7 November 2013 – A senior United Nations official today appealed
to the international community to provide funding to the UN-backed
tribunal trying Khmer Rouge leaders accused of mass killings in
Cambodia, which is experiencing financial difficulties preventing it
from completing its work.
“We all agree that there can be no impunity for crimes which tear at the
very fabric of our common humanity. But we have to do more than agree –
and more than speak out. We have to match our words with actions,” the
Deputy Secretary-General, Jan Eliasson, said at the pledging conference
in New York for the Extraordinary Chambers in the Courts of Cambodia
(ECCC).
“Words do not pay the bills.
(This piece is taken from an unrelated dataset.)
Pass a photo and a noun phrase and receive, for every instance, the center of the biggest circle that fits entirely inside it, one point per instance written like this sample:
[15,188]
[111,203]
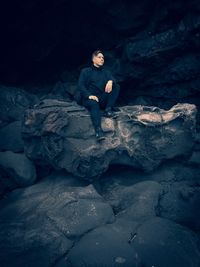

If we do not pay the bills, we will fail to
live up to our noble declarations. We will let down the millions of
Cambodians who watched their relatives die, who survived atrocities, and
who still live with a burning desire to see justice done. We will fail
future generations who look to history for proof that justice can
triumph over violence.”
The ECCC is a hybrid court established in 2006 to try senior leaders and
those most responsible for the crimes committed during the Khmer Rouge
regime. It is staffed by a mix of Cambodian and international employees
and judges. More than 100,000 people have attended hearings since the
trial began, many of them survivors of the Khmer Rouge regime who
travelled far to watch the proceedings.